Voice: Three Challenges Muting the Industry
Everyone knows voice is having a moment. Adoption of voice-enabled devices continues to accelerate — billions of devices will be soon mic-enabled, making voice experiences more accessible than ever. It’s not hard to imagine a world where we are constantly immersed in an ambient voice-enabled environment, interacting with voice applications that are as sophisticated as Scarlet Johansson’s virtual persona in the movie Her. Many technologists have conviction that this future state, or some version close to it, will unfold.
But when considering the voice applications we interact with today, experiences like Siri (“Hey Siri, what’s the weather?”), Alexa (“Alexa, play Drake on Spotify”), or automated phone systems (“Can I just speak to an agent, please!?”), it feels like we’re pretty far from virtual assistants that are so good we develop…romantic feelings for them. I would argue that most voice experiences today are actually quite frustrating, killing any magic or feelings of delight as a result. Today, we only trust voice to do the simplest utilitarian tasks possible — ones that have a high likelihood of success. And when we’re forced to do something more complex with voice AI (think looking up your recent bill info when calling a bank), the experience is almost never pleasant.
Voice experiences will eventually meet their potential. However, there are some core problems in the space that need to be solved before we can move forward. Below is my take on some of the biggest ones.

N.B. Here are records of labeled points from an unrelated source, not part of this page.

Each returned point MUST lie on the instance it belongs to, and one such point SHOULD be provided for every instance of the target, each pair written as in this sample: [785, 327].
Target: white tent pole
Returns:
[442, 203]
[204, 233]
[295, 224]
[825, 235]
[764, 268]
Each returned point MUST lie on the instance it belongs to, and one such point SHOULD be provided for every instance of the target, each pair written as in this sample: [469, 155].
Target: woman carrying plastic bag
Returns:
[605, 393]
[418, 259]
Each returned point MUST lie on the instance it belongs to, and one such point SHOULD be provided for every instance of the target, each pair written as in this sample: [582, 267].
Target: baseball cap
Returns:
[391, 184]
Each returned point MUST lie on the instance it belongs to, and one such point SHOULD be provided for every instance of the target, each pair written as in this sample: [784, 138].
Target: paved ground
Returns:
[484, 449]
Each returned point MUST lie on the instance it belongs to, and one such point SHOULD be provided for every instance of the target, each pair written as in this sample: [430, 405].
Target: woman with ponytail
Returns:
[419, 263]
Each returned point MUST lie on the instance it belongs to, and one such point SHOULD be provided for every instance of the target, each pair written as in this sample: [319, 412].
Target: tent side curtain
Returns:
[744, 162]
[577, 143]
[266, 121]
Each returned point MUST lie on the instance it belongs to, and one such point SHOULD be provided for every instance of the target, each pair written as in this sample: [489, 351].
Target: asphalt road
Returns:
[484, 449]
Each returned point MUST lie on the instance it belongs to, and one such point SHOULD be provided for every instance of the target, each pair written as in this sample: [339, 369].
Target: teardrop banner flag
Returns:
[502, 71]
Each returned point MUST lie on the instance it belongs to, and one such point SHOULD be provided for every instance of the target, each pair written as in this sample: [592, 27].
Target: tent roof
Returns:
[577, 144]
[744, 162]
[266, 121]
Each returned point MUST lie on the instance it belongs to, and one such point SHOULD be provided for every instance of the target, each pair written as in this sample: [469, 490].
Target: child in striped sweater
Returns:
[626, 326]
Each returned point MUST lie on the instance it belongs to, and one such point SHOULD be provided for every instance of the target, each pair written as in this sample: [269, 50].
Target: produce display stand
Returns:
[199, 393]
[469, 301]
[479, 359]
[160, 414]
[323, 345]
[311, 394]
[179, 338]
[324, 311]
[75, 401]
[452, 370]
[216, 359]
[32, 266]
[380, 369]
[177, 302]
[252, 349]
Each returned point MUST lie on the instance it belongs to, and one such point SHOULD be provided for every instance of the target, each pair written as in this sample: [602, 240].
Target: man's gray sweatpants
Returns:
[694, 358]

Design is an often undervalued element in product development, and this certainly is the case with voice experiences. Designing delightful voice experiences takes A LOT of design work. Without some mega powerful general AI that can handle almost any situation, these conversations need to have rigid conversational paths that are designed with great care. There’s no way around it. Thoughtful design is what prevents voice experiences from breaking all the time, and it is also what helps repair voice experience when something goes wrong (in conversational design, this is called a “sad path”). Not many people in the world are good at voice design, and I don’t expect that to change. So my view is that in order for more useful voice experiences to come to market, we need software that does the design work for us. Think about how Squarespace does this for websites. Squarespace offers beautifully designed web templates that business users can conform to the style of their brand with very minimal effort. Nothing similar exists for the voice medium — I believe that it will soon and once it does, we’ll see many more compelling voice experiences than we do today. Right now, we have great tools like Voiceflow, Botsociety, and Botmock, that help with the design, prototyping, and to some extent, the deployment process. However, they are more like blank canvases that require the user to do all of the thinking around design (similar to Figma or Sketch). We need something more like Squarespace that helps non-experts get in on the action, too. Until then, only the most technical folks — engineers and designers — have ability to build applications for this medium.
Access to Data
In order for voice apps to be personalized and for them to execute useful actions, these apps need access to databases. One simple example of this would be a pizza ordering voice experience for a local pizza shop. In order to be useful, this app at a minimum would need to be able to place an order in the restaurant’s order management system. It would be even more useful if it could look up a customer in the customer database and automatically identify said customer via voiceprint or some other method. This sounds straightforward in theory but in practice is actually quite challenging. Businesses’ data is fragmented across different cloud solutions that have varying levels of openness…some of which do not surface their data via API at all. Even more challenging, many businesses still use on premise solutions (clutches pearls). Connecting to the requisite data will be a huge bottleneck for adoption of voice AI. The businesses that benefit from this technology first will be businesses using cloud native software that is easy to integrate with. There are some promising solutions to this problem that I will write about in future posts.
Dominant Voice Devices & Ecosystems
On which types of devices and in which voice ecosystems will most voice interactions take place? It’s still unclear which will be the dominant voice device and which will be the dominant voice ecosystem. This is important because it influences which platforms developers and creatives are incentivized to build for, which in turn influences where consumers will engage. While there are a plethora of voice apps for Alexa and Google Assistant, have yet to see a “killer app” built explicitly for voice devices. Right now, the telephone (automated voice systems) is still the biggest voice channel by far. It’s not the ideal medium because the sound quality is poor, but what’s nice about it is customers are already using this channel to interact with businesses, and these experiences can live outside of the restrictive voice ecosystems of Alexa, Google Assistant, etc. Discovery is also easier with telephony than it is with voice speaker apps — a business can slap a phone number anywhere they want and point their customers to it. You even could have different phone numbers for different use cases with specialized virtual agents living on each number: “call this number to give us feedback, call this number for customer service, call this number to get some product advice, etc..”. Beyond telephony, I do think that a mobile-first voice platform has to emerge. There is a big gap in mobile-first voice experiences right now, and most developers are thinking about voice solely in terms of voice speakers in the home or in the car at the moment. Maybe Alexa / Google Assistant will start to prioritize mobile…or maybe someone else will seize this opportunity and dominate the mobile-first use case. Only time will tell!